Jonathan s'allie avec Antiochus Dionysos.

4.[6] Démétrius battu se retira en Cilicie[7]. Le jeune Antiochus envoya à Jonathas des ambassadeurs avec une lettre, en fit son ami et son allié, lui confirma la grande-prêtrise et évacua quatre districts[8] qui avaient été réunis au territoire des Juifs. Il envoya encore à Jonathas, en lui permettant de s'en servir, des vases d'or, des coupes, un vêtement de pourpre, lui fit présent d'une agrafe d'or et l'autorisa à se compter parmi ses premiers amis, Il nomma Simon, frère de Jonathas, gouverneur de la côte depuis l'échelle des Tyriens[9] jusqu'à l’Égypte. Jonathas, heureux des avances que lui faisait Antiochus, lui envoya, ainsi qu'à Tryphon, des ambassadeurs, se déclara son ami et son allié, prêt à combattre avec lui contre Démétrius ; il rappela que celui-ci ne lui avait pas su gré de tous les services qu'il avait reçus de lui dans le besoin, et n'avait répondu que par l'injustice aux bienfaits.

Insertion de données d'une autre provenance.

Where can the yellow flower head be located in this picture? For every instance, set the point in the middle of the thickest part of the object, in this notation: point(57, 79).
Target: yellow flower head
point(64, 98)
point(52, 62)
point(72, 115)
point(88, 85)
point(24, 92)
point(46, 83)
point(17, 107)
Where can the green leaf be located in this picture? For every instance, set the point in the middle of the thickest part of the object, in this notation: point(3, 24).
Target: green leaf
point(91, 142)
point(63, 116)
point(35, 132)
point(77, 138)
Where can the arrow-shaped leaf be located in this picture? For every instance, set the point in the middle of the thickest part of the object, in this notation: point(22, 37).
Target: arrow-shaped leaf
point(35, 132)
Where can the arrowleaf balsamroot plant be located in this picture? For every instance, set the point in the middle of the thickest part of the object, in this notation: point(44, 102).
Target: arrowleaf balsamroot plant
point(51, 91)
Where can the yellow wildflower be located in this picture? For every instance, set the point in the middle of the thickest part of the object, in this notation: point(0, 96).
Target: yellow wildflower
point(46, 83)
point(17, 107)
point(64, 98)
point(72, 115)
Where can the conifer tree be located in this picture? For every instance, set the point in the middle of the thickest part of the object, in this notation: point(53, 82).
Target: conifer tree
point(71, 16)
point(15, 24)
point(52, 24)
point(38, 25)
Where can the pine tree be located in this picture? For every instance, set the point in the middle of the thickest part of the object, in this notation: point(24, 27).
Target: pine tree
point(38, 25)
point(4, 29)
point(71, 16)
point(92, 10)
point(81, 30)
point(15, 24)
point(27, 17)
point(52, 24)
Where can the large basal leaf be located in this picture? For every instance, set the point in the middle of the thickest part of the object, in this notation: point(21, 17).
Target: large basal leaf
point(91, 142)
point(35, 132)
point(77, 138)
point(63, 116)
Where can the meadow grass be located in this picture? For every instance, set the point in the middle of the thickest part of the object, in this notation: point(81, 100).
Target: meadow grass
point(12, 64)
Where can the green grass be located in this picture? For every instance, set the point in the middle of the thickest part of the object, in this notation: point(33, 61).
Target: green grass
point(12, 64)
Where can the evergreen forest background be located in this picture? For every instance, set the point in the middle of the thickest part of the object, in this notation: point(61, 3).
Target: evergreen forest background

[6] I Maccabées, 11, 57-59.

[7] Renseignement spécial à Josèphe.

[8] Nous n'en avons vu mentionner que trois, plus haut dans la lettre du roi Démétrius à son père. Josèphe parait avoir mal compris Maccabées, 11, 57 : καθίστημί σε ἐπὶ τῶν τεσσάρων νομῶν, où la Judée est sans doute comprise dans le chiffre de 4.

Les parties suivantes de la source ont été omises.